Il y a lieu de partager cette interrogation au vu des luttes autour de l'État, entre tentatives de faire du dépérissement de l'État une étape obligée vers le communisme, (détournées par le néo-libéralisme pour faire place aux marchés), et tentatives de restauration des prérogatives de l'État pour la sauvegarde des acquis des luttes sociales. La mondialisation, réalisée ou rêvée, relance les questionnements sur le rôle de l'État et le sens de son existence...

 

L'État de la domination d'une classe

   Dans La guerre civile en France, MARX écrit son analyse de l'État qui se décline selon plusieurs angles dans toute son oeuvre : "Au fur et à mesure que le progrès de l'industrie moderne développait, élargissait, intensifiait l'antagonisme de classes entre le capital et le travail, le pouvoir d'État prenait de plus en plus le caractère d'un pouvoir public organisé aux fins d'asservissement social d'un appareil de domination d'une classe. Après chaque révolution, qui marque un progrès de la lutte des classes, le caractère purement répressif du pouvoir d'État apparaît de façon de plus en plus ouverte". Ainsi, l'État n'est pas extérieur ou au-dessus de la société, il est un produit de la société à un stade déterminé de son développement. Pour MARX, si l'histoire de toute société jusqu'à nos jours n'a été que l'histoire des luttes de classes, pour les mêmes raisons, l'État ou les différents États qui se sont succédé dans l'histoire, ont toujours été ceux de la domination d'une classe sur les autres, dans le but de maintenir - souvent par la violence (L'Anti-Dühring) - l'ordre social. D'où l'idée d'une disparition de l'État dans une société sans classes, le communisme, avec quelques difficultés sur les moyens d'y parvenir.

 

Le dépérissement de l'État

    Le principe d'une "administration des choses" qui remplacerait le "gouvernement des personnes" contient à lui seul le programme communiste. L'État n'est pas aboli, il s'éteint. De même, la démocratie, l'une des caractéristiques de la république bourgeoise, n'a plus sa raison d'être puisque l'État a disparu. La disparition de la démocratie peut à première vue paraitre étrange, mais les hommes apprennent progressivement à des règles élémentaires de la vie en société, connues depuis des siècles...

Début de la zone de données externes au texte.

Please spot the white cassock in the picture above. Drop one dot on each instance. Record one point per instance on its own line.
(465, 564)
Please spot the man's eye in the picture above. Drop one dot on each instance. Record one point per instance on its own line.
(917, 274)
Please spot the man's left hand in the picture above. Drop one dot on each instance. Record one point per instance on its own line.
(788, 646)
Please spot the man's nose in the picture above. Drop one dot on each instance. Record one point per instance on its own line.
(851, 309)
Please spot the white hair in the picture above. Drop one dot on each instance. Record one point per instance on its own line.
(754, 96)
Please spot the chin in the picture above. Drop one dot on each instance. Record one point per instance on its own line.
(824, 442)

En fait autant Le Capital et d'autres ouvrages décrivent les choses telles qu'elles sont dans leur réalité crue, autant le communisme lui-même ne fait pas l'objet de très grandes précisions...

Et comme Raymond ARON l'écrit, dans sa critique du marxisme, l'avènement du communisme suppose que les gestionnaires ou les dirigeants du plan prennent des décisions correspondant aux intérêts de tous ou aux intérêts suprêmes de la collectivité, en admettant qu'ils puissent être définis. De plus, cela suppose que les rivalités existantes n'aient qu'un fondement économique (auquel la propriété collective des moyens de production met fin), ce qui est loin d'être prouvé tant que rien n'indique que d'autres rivalités devenues tout aussi importantes n'émergent pas. On touche là un questionnement sur la fin de tous les conflits - dont d'ailleurs tous ne sont pas économiques...  LÉNINE, confronté directement au problème, tente de le résoudre au moins théoriquement, mais il faut bien se rendre compte que dans son rôle dans les conflits bien concrets en Russie, le lien de causalité théorique entre le développement des forces productives et la fin de la division du travail a peine à s'imposer...

 

La dictature du prolétariat

  De la même manière que le passage du féodalisme au capitalisme a été fort lente, le passage du capitalisme au communisme ne saurait être immédiat et il y a, à partir de MARX, un véritable débat sur la transition entre les deux modes de production.

D'emblée, on peut écrire que l'expérience historique lui donne raison contre toutes ces générations de "marxistes" ou de "communistes" qui, avec l'injonction de leur propagande, affirmait le contraire. De l'URSS à la Chine populaire, tous ceux qui croyaient baptiser communiste leur régime politique, qu'ils soient de bonne ou de mauvaise fois (les derniers étant sans doute bien plus nombreux que ces premiers), ont sont pour leur frais. En misant souvent surtout sur la violence pour imposer leur version du communisme, ils ont risqué de faire passer par pertes et profits les idées générales émises par MARX.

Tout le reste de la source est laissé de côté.